Il modello concorsuale introdotto dal D.Lgs. 59/2017, modificato in corsa per rispondere alle esigenze del Piano, prevede prove più snelle rispetto al passato e un'apertura maggiore ai candidati ancora privi di abilitazione, purché in possesso dei crediti formativi richiesti. Una rivoluzione silenziosa che sta cambiando il volto del reclutamento scolastico italiano, non senza polemiche da parte delle organizzazioni sindacali, preoccupate per la tenuta qualitativa del sistema.

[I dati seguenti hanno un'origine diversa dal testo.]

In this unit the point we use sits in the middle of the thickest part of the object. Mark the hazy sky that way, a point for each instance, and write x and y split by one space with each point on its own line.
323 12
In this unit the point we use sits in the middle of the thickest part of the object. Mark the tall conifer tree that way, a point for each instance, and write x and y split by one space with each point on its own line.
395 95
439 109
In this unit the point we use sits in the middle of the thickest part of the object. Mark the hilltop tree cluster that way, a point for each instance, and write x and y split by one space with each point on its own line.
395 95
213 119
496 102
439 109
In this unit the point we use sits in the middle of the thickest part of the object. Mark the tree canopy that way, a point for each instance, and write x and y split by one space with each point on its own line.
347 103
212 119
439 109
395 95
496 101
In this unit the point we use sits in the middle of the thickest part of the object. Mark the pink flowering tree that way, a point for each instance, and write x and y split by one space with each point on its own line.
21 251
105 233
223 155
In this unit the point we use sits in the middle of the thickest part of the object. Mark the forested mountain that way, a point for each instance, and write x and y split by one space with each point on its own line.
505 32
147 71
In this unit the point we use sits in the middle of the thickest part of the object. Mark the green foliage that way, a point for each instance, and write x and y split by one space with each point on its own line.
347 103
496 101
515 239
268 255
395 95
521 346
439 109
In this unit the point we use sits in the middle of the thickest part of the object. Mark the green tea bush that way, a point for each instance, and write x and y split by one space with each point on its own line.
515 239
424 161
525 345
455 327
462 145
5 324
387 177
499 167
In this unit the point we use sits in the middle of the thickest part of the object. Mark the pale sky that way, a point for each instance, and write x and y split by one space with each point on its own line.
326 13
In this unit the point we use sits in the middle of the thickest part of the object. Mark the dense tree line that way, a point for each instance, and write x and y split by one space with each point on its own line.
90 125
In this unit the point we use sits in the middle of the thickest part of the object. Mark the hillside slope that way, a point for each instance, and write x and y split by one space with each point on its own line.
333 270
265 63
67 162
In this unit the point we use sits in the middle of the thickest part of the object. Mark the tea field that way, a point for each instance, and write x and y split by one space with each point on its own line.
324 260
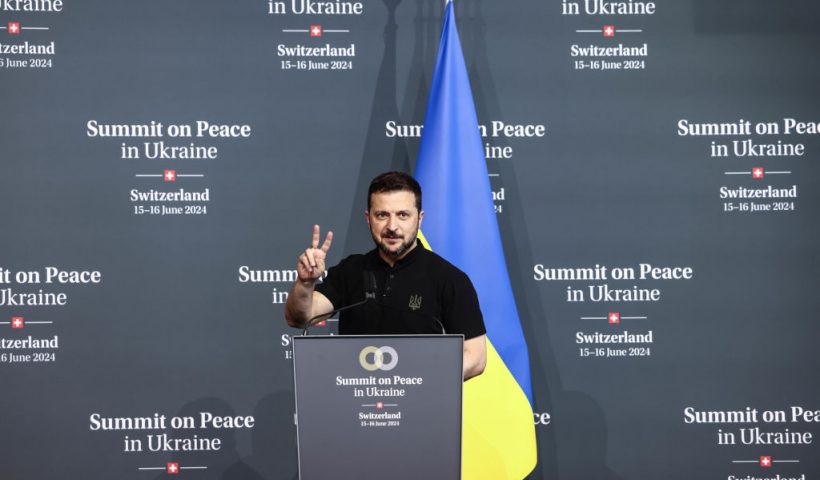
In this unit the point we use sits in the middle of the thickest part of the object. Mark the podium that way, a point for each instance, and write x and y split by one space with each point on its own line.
381 406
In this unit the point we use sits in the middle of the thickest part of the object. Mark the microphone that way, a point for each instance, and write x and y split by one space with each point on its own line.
369 294
443 331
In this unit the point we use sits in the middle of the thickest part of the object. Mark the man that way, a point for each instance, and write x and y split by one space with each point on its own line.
417 291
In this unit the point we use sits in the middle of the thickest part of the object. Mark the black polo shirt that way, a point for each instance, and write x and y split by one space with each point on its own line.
410 296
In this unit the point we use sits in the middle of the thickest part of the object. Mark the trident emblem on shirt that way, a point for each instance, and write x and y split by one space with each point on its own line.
415 302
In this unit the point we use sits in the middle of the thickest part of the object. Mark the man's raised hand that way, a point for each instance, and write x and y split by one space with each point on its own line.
311 264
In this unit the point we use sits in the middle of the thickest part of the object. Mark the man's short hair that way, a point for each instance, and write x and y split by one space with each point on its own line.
394 182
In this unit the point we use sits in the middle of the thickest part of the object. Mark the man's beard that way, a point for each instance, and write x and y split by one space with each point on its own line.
399 251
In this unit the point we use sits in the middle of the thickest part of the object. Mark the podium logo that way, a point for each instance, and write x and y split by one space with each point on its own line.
378 358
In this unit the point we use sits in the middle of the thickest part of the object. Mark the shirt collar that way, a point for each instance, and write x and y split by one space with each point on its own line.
411 256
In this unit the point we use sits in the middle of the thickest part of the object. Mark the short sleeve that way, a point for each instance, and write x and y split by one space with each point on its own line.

La questione resta aperta. Nel frattempo, le graduatorie pubblicate offrono una concreta prospettiva di stabilizzazione a decine di docenti che potranno entrare in ruolo già dal prossimo anno scolastico.
Domande frequenti
Cosa identifica la classe di concorso B012?
La classe di concorso B012 corrisponde ai Laboratori di scienze e tecnologie chimiche e microbiologiche. Riguarda gli Insegnanti Tecnico Pratici (ITP) che operano nei laboratori degli istituti tecnici e professionali a indirizzo chimico, biotecnologico, agrario e socio-sanitario. Si tratta di figure essenziali per l'attività didattica laboratoriale, in affiancamento ai docenti delle materie teoriche.
Posso ancora presentare domanda per il concorso B012?
No. La fase di presentazione delle domande si è conclusa con i termini fissati dal D.D.G. n. 2939 del 9 ottobre 2025. La pubblicazione del 9 giugno 2026 riguarda esclusivamente gli esiti finali della procedura sotto forma di graduatorie di merito. Eventuali nuove opportunità per la stessa classe di concorso potranno arrivare con i futuri bandi previsti dal piano di reclutamento ministeriale.
Come si distribuiscono i 99 posti tra le cinque regioni?
La ripartizione dei 99 posti tra Abruzzo, Lazio, Sardegna, Toscana e Umbria è dettagliata negli allegati al bando originario e ai successivi decreti dispositivi pubblicati dall'USR Lazio, ente capofila della procedura. Si consiglia di consultare direttamente il provvedimento ufficiale sul portale istituzionale per conoscere la distribuzione esatta su ciascun territorio regionale, anche con riferimento ai posti comuni e a quelli di sostegno.
Cosa devono fare i candidati inseriti nelle graduatorie?
I candidati collocati in posizione utile dovranno seguire le indicazioni operative pubblicate dagli Uffici Scolastici Regionali competenti per la scelta delle sedi, la presentazione della documentazione richiesta e l'eventuale partecipazione alle convocazioni per la nomina in ruolo. È fondamentale rispettare le scadenze indicate – in particolare quella del 9 luglio 2026 – per non perdere il diritto all'assunzione.
Cosa succede se un candidato non accetta la sede assegnata?
La mancata accettazione della sede o la rinuncia comporta in genere lo scorrimento della graduatoria a favore del candidato successivo. È tuttavia opportuno verificare le specifiche disposizioni del bando e degli avvisi USR, poiché alcune scelte potrebbero incidere sulla permanenza in graduatoria o sulla possibilità di partecipare a future operazioni di mobilità nei primi anni di servizio, in base ai vincoli previsti dalla normativa vigente.